Courtship and marriage have been an integral part of the African tradition since the dawn of time and are considered a requisite phase in a person’s lifetime. It’s a rite of passage that involves a lot of formalities and merrymaking, even among communities that have embraced the Western ways of life.
But among the Wodaabe people, a nomadic ethnic group living in several countries within the Sahel region, courtship and marriage are celebrated in a rather peculiar way that appears to go against what is widely considered as the norm.
Aside from rating themselves as the most beautiful people on earth, the Wodaabes are among the few communities in the world that allow women to marry two husbands at the same time – a practice commonly referred to as “Sigisbesim.”
While some women prefer to leave their first husbands before moving in with the second, some like to have both husbands at the same time.
For the men, they find their mates at a popular “wife-stealing” festival known locally as “Yaki,” which can sometimes last for 10 days.

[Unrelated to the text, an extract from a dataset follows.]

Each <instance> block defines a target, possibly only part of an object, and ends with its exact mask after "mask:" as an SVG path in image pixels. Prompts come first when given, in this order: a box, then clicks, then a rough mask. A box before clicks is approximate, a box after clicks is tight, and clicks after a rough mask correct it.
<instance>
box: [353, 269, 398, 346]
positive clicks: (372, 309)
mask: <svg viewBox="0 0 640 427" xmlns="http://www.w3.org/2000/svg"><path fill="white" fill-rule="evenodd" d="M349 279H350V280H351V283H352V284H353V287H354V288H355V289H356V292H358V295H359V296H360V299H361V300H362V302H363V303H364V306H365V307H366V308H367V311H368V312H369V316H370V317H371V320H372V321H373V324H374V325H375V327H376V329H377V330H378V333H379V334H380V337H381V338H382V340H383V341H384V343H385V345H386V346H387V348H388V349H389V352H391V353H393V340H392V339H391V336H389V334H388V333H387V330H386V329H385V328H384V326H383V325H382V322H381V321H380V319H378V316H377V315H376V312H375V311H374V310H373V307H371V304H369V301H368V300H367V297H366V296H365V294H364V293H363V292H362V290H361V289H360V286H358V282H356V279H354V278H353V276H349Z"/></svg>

At the ceremony, men adorn themselves with special jewelry and makeup, including a black natural paint that is applied on to the lips to make their white teeth more noticeable. They also dance on the tips of their toes to appear taller and show off their widened eyes and teeth.
Men participate in tests of dance and beauty in a bid to impress the women — most of whom are already married.
In fact, a few days before the fair, men approach the women they are interested in and invite them to the dance with the hopes of winning them over.
A man who is able to roll his eyes and grin simultaneously is considered attractive. Other physical features, such as light skin, thin lips, long jaws, and white eyes make a man irresistible among Wodaabe women.
During the dance, women are not allowed to look at men, their objects of desire, directly; they are required to stand shyly in the crowd at a considerable distance.
At night, men participate in what is considered a “sacred” dance, which is based on natural physical beauty, but since men are not allowed to apply makeup during this dance, only those who are confident about their natural looks participate.
After midnight, couples begin pairing up and then spend the night in the bush. A woman is allowed to pair with as many men as she pleases until she finds her perfect match.
The pairing (wife stealing) can therefore last a night, several nights, or a lifetime.
After marriage, a man becomes a hero in his family and clan while his bride’s family despises him for stealing their young and pretty woman.
The ceremony happens on a 52-week cycle, and its dates and location are kept secret until just a few days before the event.
Although some people argue that the wife-stealing festival promotes promiscuity and contributes to sexually transmitted diseases and unwanted pregnancies, the Wodaabe people see it as a marriage market and a unique way of celebrating love and beauty.